Pet Cancer Care Banner Image

The Goal of Chemotherapy
The goal of chemotherapy is to extend the length of your pet’s life while maintaining its quality of life. Depending on the stage of your pet’s cancer, chemotherapy can:

• Induce clinical remission (lack of obvious evidence of the cancer)
• Control the cancer by slowing its growth and preventing its spread
• Shrink the tumor to relieve cancer symptoms

Why Chemotherapy?

Chemotherapy, which is a systemic treatment, can target multiple and widespread cancerous locations throughout your pet’s body at the same time. Surgery and radiation, which are local treatments, do not have the same effect over the entire body. Additionally, certain cancers respond better to chemotherapy than to other treatments.

What About Side Effects?
Many people have seen their human loved ones undergo chemotherapy and are hesitant to put their pets through the same experience. Compared with people, pets tend to tolerate chemotherapy extremely well, primarily because veterinary oncologists use lower drug doses and combine fewer drugs than their human oncology colleagues.

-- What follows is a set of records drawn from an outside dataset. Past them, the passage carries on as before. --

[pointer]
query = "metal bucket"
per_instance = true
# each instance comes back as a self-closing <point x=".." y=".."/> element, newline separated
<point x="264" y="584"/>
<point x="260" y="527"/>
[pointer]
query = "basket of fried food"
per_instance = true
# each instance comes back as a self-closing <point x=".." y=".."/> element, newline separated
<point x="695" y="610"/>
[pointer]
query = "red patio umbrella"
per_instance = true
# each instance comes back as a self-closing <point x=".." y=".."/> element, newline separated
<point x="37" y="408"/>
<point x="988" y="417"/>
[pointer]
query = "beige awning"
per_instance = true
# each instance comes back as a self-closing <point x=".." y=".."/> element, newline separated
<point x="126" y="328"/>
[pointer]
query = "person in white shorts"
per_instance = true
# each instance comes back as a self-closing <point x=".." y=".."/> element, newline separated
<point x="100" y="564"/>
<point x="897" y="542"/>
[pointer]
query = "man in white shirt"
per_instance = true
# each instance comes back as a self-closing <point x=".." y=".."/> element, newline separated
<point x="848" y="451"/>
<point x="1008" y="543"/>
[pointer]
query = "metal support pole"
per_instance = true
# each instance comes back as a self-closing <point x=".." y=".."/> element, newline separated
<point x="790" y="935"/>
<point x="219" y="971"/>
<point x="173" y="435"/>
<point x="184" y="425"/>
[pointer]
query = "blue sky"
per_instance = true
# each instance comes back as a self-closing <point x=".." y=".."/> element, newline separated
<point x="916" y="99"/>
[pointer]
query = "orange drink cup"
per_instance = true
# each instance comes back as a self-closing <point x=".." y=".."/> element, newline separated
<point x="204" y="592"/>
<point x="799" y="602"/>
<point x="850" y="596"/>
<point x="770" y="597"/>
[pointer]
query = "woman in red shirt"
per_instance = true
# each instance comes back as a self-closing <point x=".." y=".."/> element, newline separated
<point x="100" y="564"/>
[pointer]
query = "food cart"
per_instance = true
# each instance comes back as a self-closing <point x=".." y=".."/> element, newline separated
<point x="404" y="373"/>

Chemotherapy can sometimes affect the healthy cells in your pet’s body, especially if those cells have similar characteristics to cancer cells, such as rapid growth.

In the relatively few pets who have side effects, signs are typically mild and can include:

• Lack of appetite
• Vomiting
• Diarrhea
• Lethargy
• Infections (skin infections, urinary tract infections, etc.)
• Hair loss (rare, and usually only affects the whiskers)

More severe side effects are rare but possible and would generally require 1-2 days of hospitalization.

How Is Chemotherapy Administered?
Some chemotherapies are given as injections. Other chemotherapies are oral, which you will administer at home. Dosing schedules vary between different types of chemotherapy, but are usually given daily, weekly or every 2-3 weeks.

Chemotherapy Safety
Chemotherapeutic drugs are powerful and potentially harmful medications. Your veterinary oncologist will guide you in the proper handling of the chemotherapy prescribed to your pet, but general guidelines include the following:
• Always wear gloves when handling chemotherapy
• Never break or cut a chemotherapy medication
• Keep the medication stored out of reach and away from food
• Avoid contact with your pet’s stool and urine for 48 hours after treatment

Common Cancer and Chemotherapy Myths
Myth: Cancer is always deadly.
Fact:
The diagnosis of cancer in a beloved pet can be devastating. But we have an important and hopeful message for you: Today, for pets as well as humans, many forms of cancer can be managed in almost the same way as any chronic disease.

Myth: It’s unfair to pets to put them through chemotherapy.
Fact:

Cancer treatment for pets has become more sophisticated, and chemotherapy in animals is less aggressive than it is in humans. As a result, side effects—if any—are often quite mild.

Myth: If my pet has side effects from chemotherapy, nothing can be done to relieve them.
Fact:

On the relatively few occasions when side effects do occur, veterinarians have many ways to make your pet feel better, from anti-nausea medications to pain medications. Your veterinary oncology team includes experts who will work together to improve or eliminate your pet’s side effects.

Myth: It’s not possible for a pet to live well with cancer.
Fact:

In humans, doctors strive to achieve a cure. In animals, the goal is to extend life while maintaining its quality. An additional 12 to 18 months of life for a pet is comparable to several additional years for a human patient.